13 minute read

Bouwrecht in breder perspectief

Op Curaçao zijn de laatste jaren enkele omvangrijke bouwprojecten gerealiseerd. Ook zijn er grote, nog lopende projecten die echter vertraging ondervinden door de coronacrisis. De bouwsector vormt een belangrijke pijler van de Curaçaose economie. De vraag naar huisvesting, logistiek en flexibele kantoorconcepten was de afgelopen jaren groot, met toenemende interesse van investeerders in herontwikkeling van bestaande gebouwen, duurzaamheid en innovatie. Voorbeelden van opmerkelijke projecten zijn: het Hospital Nobo Otrobanda (nu Curaçao Medical Center, CMC), het Corendon-hotel, het Dreams-hotel en ook de verbouwing van het voormalig Marriott-hotel.

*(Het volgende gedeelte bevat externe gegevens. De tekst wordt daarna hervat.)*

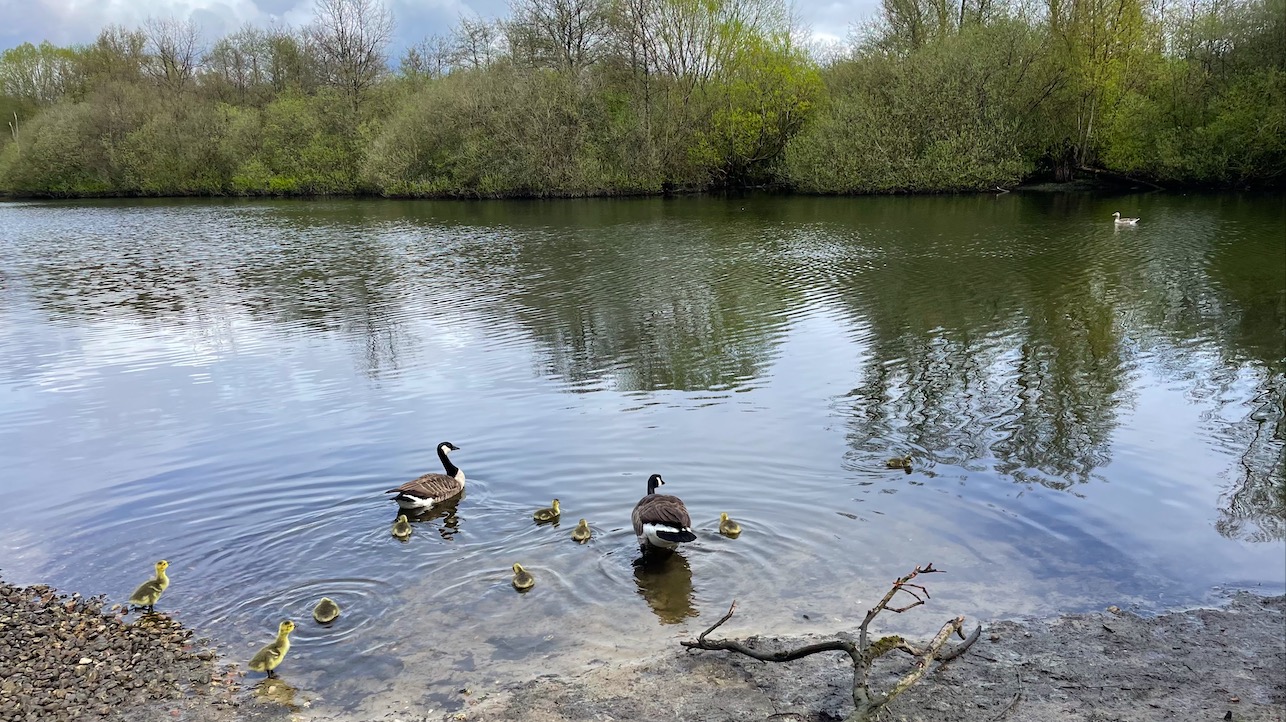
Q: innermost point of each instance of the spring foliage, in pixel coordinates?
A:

Tekst Ursus van Bemmelen en Jeroen de Baar (BBV Legal)

Advertisement

Bouwprojecten moeten voldoen aan relevante wetgeving en vereisen verschillende vergunningen. Dit alles is vastgelegd in een zeer diverse wet- en regelgeving, zowel van publiekrechtelijke (ruimtelijke ordening) als van privaatrechtelijke aard (Burgerlijk Wetboek). Afhankelijk van de kenmerken van een project kan meer specifieke wet- en regelgeving van toepassing zijn (natuurbescherming, erfgoed). De overheid is een van de belangrijkste partijen binnen de bouwsector, niet alleen als autoriteit die de bouwsector reguleert maar ook als de bevoegde autoriteit voor bijvoorbeeld het afgeven van vergunningen voor bouwactiviteiten - waarbij wordt getoetst of het bouwplan voldoet aan ruimtelijke ontwikkelingsplannen en andere relevante voorschriften en besluiten - en als handhavingsautoriteit voor bouwprojecten - waarbij onder bepaalde voorwaarden de bouwwerkzaamheden beëindigd kunnen worden of boetes opgelegd kunnen worden.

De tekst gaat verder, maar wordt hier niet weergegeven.